Lytle: Pay-to-play postseason women's basketball another NCAA embarrassment

The CSU women's basketball team is playing in the WNIT, with a first-round game Thursday night at Northern Iowa.
The CSU women's basketball team is playing in the WNIT, with a first-round game Thursday night at Northern Iowa.

One of the best college basketball players in the country paid for the chance to keep playing this postseason.

No, the honorable mention All-American McKenna Hofschild doesn’t directly have to put in a deposit to play this postseason, but the inclusion of the team requires a significant financial commitment from Colorado State athletics.

Hofschild and the CSU women’s basketball team accepted an invite to the WNIT, the secondary event to the NCAA Tournament. While Hofschild didn't play in CSU's game Thursday (lower-body injury, per the radio broadcast), the pay-to-play problem still stands.

On the men’s side, the NIT is a fairly prestigious event, with costs covered by the NCAA and strong television support (CSU’s men’s team made the NIT Final Four in 2021).

The NCAA doesn’t run the WNIT (yet). Instead, it’s operated by Fort Collins-based Triple Crown Sports.

The 64-team event is pay-to-play, meaning that strong teams like the Rams (20-11 heading into Thursday's loss to Northern Iowa) faced an awkward decision to either pay a big chunk of money or end their season without postseason play if they missed the 64-team NCAA Tournament.

It's a decision that the 100 NCAA Division I men's teams invited to the NCAA and NIT tournaments don't have to face. For all the NCAA's claims about its commitment to provide female athletes equal opportunity, there's no denying the inequality faced by those 36 women's teams paying for something their male counterparts enjoy for free.

The cost for CSU to play Thursday at Northern Iowa is roughly $20,000 to $25,000 (including entry to the tournament, travel, etc.), athletic director Joe Parker told me this week. CSU is in the WNIT for the second year in a row and fourth time since 2017.

Parker said the money will likely come from several areas, from sport-specific funds and even fundraising from boosters. Think about that: a team having to raise its own money to play in a postseason tournament.

Fans shouldn’t have to help a team pay to play, yet here we are. This team deserves better than to be asked to pay its way into the tournament. As Parker said by saying booster funds could be used, and several sources confirmed, the team was asked to pay for itself.

A team can surely feel it should be a no-problem decision to play. Bean counters can be justified in being wary of the costs to play in a second-choice tournament.

It’s just another example of how slow the NCAA is to actually act on equality.
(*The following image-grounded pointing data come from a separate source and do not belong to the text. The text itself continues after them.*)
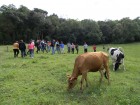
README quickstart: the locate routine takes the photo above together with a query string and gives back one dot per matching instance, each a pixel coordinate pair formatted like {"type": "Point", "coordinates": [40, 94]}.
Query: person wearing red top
{"type": "Point", "coordinates": [94, 48]}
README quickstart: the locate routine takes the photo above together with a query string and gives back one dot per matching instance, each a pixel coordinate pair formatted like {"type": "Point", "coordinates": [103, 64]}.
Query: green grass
{"type": "Point", "coordinates": [43, 80]}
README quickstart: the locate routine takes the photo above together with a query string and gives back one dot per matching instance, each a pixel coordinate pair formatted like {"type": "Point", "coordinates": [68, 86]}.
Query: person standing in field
{"type": "Point", "coordinates": [85, 47]}
{"type": "Point", "coordinates": [16, 49]}
{"type": "Point", "coordinates": [31, 49]}
{"type": "Point", "coordinates": [69, 47]}
{"type": "Point", "coordinates": [53, 46]}
{"type": "Point", "coordinates": [22, 48]}
{"type": "Point", "coordinates": [94, 48]}
{"type": "Point", "coordinates": [77, 48]}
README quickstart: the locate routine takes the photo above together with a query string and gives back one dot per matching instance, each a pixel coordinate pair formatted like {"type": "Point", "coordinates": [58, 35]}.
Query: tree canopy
{"type": "Point", "coordinates": [22, 23]}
The overlords will finally take over the women's secondary tournament next year, Parker said. That’s one step in the right direction, but, per usual, much later than it should have been taken.

Triple Crown started the postseason WNIT in 1998, filling one of the many opportunity gaps the NCAA left wide open. In many ways, it’s been a service to have this tournament available and Triple Crown is not to blame for running a tournament as as a for-profit business.

Still, it should be an NCAA event. Teams must pay to host or pay to travel. An NCAA-run 32-team tournament to mirror the men’s side (with costs covered) is what is needed. Along with that, prize money for advancing needs to be a part of the package.

This week provides yet another example of the mistreatment of women’s college basketball by the NCAA. Unfortunately, you don't have to look far for other examples.

These are embarrassing missteps from the NCAA. None of those would ever happen on the men’s side.

Parker said it’s unlikely that future CSU teams will pay to play in postseason tournaments such as the third-tier College Basketball Invitational on the men's side.

“I’m thankful that it’s going to be managed by the NCAA. There’s still going to be these pay-to-participate opportunities. As a department, our attitude is ... if we don’t make the NCAA Tournament and we don’t make the NIT equivalent for men and women in the future, it’s going to be really hard to justify spending money to continue play if you haven’t earned the right to continue postseason play," Parker said. "What have you earned if you have to pay for it?"

That's a good question for the NCAA to consider. If the CSU women are good enough to qualify for a secondary (NIT-style) tournament, the decision to play shouldn't come with an invoice.

The NCAA can pass out all the hoodies, T-shirts and stickers it wants to celebrate Title IX, but those trinkets feel hollow when member schools' women's teams have to raise their own funds to play in the postseason.